We have defined only the fields loginid,fullName and age in the serialPersistentFields so that only this fields will be saved to the file on serialization and not the password field.

3)Defining writeObject and readObject methods in the Serializable Class

We can define the methods writeObject and readObject in the serializable class to control what information to be saved and to be retrieved back from the stream.

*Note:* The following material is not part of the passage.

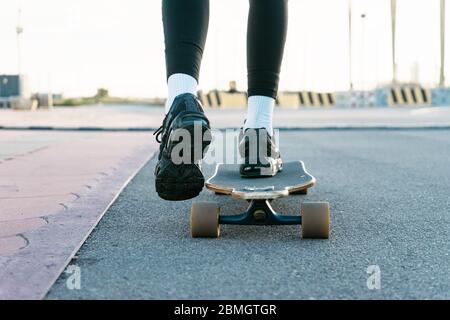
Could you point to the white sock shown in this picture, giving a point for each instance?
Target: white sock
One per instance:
(260, 113)
(177, 84)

import java.io.IOException;                                                                                                                      
import java.io.ObjectInputStream;
import java.io.ObjectOutputStream;
import java.io.Serializable;

public class StudentVO implements Serializable {
private String loginId;
private  String password;
private String fullName;
private int age;
 public StudentVO(String loginId, String password, String fullName,
int age) {
super();
this.loginId = loginId;
this.password = password;
this.fullName = fullName;
this.age = age;
}

 private void readObject(ObjectInputStream ois) throws IOException,                                          
 ClassNotFoundException {
loginId=(String) ois.readObject();
fullName=(String) ois.readObject();
age=ois.readInt();
}
 private void writeObject(ObjectOutputStream oos) throws IOException {
    oos.writeObject(loginId);
    oos.writeObject(fullName);
    oos.writeInt(age);
 }

@Override
public String toString() {
return "StudentVO [loginId=" + loginId + ", password=" + password
+ ", fullName=" + fullName + ", age=" + age + "]";
}
}

When the StudentVo object is serialized using writeObject method of the objectOutputStream,it will delegate the call to the method writeObject in serializable class StudentVO class.Thus only the fields loginId,fullName and age will be saved and not the password field.

OUTPUT:

When we run the SerializerSample class by using any of the above 3 versions of the StudentVO,we will get the below output

Object deserialized from file is:StudentVO [loginId=V01, password=null, fullName=John Peter, age=20]

As we can see in the output, the password field value was not saved during serialization.